Kramer: Das ist die Gegenposition und es gab auch unter uns Stimmen, die sagten: „Lasst das, wie es ist!“ Die Mehrheit in unserer Gruppe war aber der Meinung, dass sich eine Überarbeitung lohnt. Es ist ja auch immer noch nicht alles drin. Die Leitsätze können und sollen nicht alles abbilden. Sie sind kein vollständiger Katalog dessen, was heute in der evangelischen Kirche wichtig ist. Es gibt ganz viele Themen, deren Fehlen man bemängeln kann. Aber es soll ja auch ein Anregungspapier sein, das Diskussionen auslöst und das sich die Landeskirchen – wenn sie mögen – in ihren Zukunftsprozessen anschauen können.
Eule: Im 12. Leitsatz heißt es: „Wichtig ist, dass zukünftig dieselbe Aufgabe jeweils nur noch einmal gemacht wird – und dafür gut.“ Geht es dabei um eine verstärkte Zentralisierung?

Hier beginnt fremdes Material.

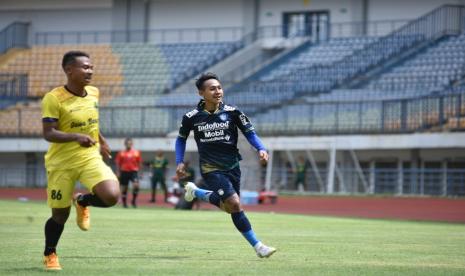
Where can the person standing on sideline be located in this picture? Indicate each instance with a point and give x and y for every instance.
(215, 127)
(128, 163)
(300, 181)
(70, 121)
(189, 174)
(159, 165)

Kramer: Zentralisierung Ja oder Nein ist eine spannende Frage. Man hat nach „Kirche der Freiheit“ zum Beispiel Kompetenzzentren errichtet. Da fragen wir uns heute, wie die weiterentwickelt werden können. Wo kann man Dinge nochmal stärker bündeln? Das kann man schön auch in meiner eigenen Landeskirche sehen:
In Wittenberg haben wir ja das Zentrum für evangelische Gottesdienst- und Predigtkultur. Die unterschiedlichen Kompetenzzentren zu diesen Fragen sollen sich stärker vernetzen. Ich glaube, wir dürfen nicht so eine Angst vor Zentralisierung haben nach dem Motto: „Jetzt wird alles zentral gesteuert!“. Gerade für uns finanziell schwächere Landeskirchen im Osten ist es selbstverständlich, Dinge gemeinsam zu machen. Das wird perspektivisch immer mehr der Fall sein, weil wir alle den Finanzierungsdruck merken. Andernfalls rutschen uns dann auch Sachen weg, die wir nicht mehr finanziert oder besetzt kriegen. Wenn man sich hingegen zusammentut, vorrangig in den Regionen, dann kann man das weiter leisten, aber eben nicht mehr jede Landeskirche für sich.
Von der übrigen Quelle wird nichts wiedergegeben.